A Diverse and Chemically Relevant Solvation Model Benchmark Set with Flexible Molecules and Conformer Ensembles
Abstract
We introduce FlexiSol - a flexible solvation benchmark set with molecule ensembles. FlexiSol is the first of its kind to combine structurally and functionally complex, highly flexible solutes with exhaustive conformational sampling for systematic testing of solvation models. The dataset contains 824 experimental solvation energy and partition ratio data points (1551 unique molecule-solvent pairs) at standard-state conditions, focusing on drug-like, medium-to-large flexible molecules (up to 141 atoms), with over 25000 theoretical conformer/tautomer geometries across all phases. The set is publicly available and data points were selected in order to have minimal overlap with existing sets. Using this benchmark, we evaluate a broad spectrum of popular implicit solvation approaches, including physics-based (quantum-chemical and semiempirical) and data-driven models. We find that partition ratios are generally computed more accurately compared to solvation energies, likely due to partial error cancellation, yet most models still systematically underestimate strongly stabilizing interactions while overestimating weaker ones in both solvation energies and partition ratios.

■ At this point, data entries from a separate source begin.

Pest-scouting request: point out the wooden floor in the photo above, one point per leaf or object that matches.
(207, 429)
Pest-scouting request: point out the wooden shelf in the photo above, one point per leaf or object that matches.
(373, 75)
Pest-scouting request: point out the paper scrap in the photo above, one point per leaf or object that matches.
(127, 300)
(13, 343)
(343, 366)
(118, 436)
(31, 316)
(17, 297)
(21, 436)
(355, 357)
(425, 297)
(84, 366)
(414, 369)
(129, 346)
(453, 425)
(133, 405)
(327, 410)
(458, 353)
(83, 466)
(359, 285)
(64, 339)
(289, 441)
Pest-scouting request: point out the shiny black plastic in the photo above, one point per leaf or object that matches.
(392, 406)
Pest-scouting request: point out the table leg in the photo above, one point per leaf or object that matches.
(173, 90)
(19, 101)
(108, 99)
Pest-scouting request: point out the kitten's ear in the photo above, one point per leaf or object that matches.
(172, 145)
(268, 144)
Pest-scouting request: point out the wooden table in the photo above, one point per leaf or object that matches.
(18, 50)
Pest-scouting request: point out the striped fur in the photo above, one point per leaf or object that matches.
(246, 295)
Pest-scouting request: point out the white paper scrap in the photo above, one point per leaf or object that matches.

Additionally, we investigate the impact of three key ingredients: conformational ensemble, geometry choice (phase-specific vs. single-phase), and underlying electronic energy method. We find that full Boltzmann-weighted ensembles or just the lowest-energy conformers yield very similar accuracy - still both require conformational sampling - whereas random single-conformer selection degrades performance, especially for larger and flexible systems. Geometry relaxation and the level of electronic structure theory both influence results; however, the magnitude and sometimes direction of these effects can vary by method, as fortuitous error cancellation sometimes masks underlying deficiencies present in the models. As a complement to existing data sets, FlexiSol will enable more systematic development and evaluation of solvation models.